Kejadian fatal ini merupakan puncak dari perselisihan yang awalnya terjadi di platform media sosial (medsos). Konflik daring tersebut kemudian bermigrasi menjadi aksi kekerasan fisik yang menimpa korban.
Pihak kepolisian telah melakukan serangkaian tindakan penyelidikan intensif untuk mengusut tuntas kasus ini. Proses ini melibatkan pengambilan keterangan dari berbagai saksi mata di lokasi kejadian.
Peristiwa pengeroyokan yang berujung pada kematian korban tersebut diketahui terjadi pada hari Kamis, tanggal 14 Mei lalu. Polisi bergerak cepat untuk mengumpulkan semua bukti yang diperlukan.
Kapolres Metro Bekasi Kota, Kombes Kusumo Wahyu Bintoro, memberikan keterangan resmi mengenai perkembangan penyidikan kasus ini kepada awak media. Beliau mengonfirmasi adanya penangkapan enam orang terkait insiden tersebut.

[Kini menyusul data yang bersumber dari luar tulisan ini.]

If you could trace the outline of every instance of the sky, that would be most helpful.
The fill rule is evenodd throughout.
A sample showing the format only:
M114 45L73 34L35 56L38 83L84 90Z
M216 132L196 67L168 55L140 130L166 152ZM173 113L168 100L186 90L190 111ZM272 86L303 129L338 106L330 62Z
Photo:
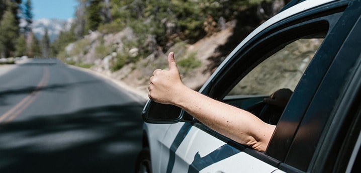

"Motif sementara yang terungkap adalah adanya perselisihan dan ketersinggungan yang bermula dari media sosial, kemudian berujung pada aksi kekerasan secara bersama-sama terhadap korban," ujar Kombes Kusumo Wahyu Bintoro, pada hari Sabtu (13/6/2026).
Selain mengamankan para tersangka, pihak kepolisian juga terus berupaya mengumpulkan alat bukti pendukung lainnya. Hal ini dilakukan untuk memperkuat berkas perkara sebelum dilimpahkan ke tahap selanjutnya.
Dikutip dari keterangan resmi kepolisian, penangkapan enam orang tersebut merupakan hasil kerja keras tim penyidik dalam menelusuri jejak digital hingga fisik dari para pelaku. Tindakan kekerasan ini menunjukkan dampak negatif interaksi di ranah siber.
Dilansir dari perkembangan kasus ini, pihak kepolisian menekankan pentingnya menyelesaikan konflik secara damai dan menghindari eskalasi kekerasan, terutama yang dipicu oleh ketegangan di media sosial.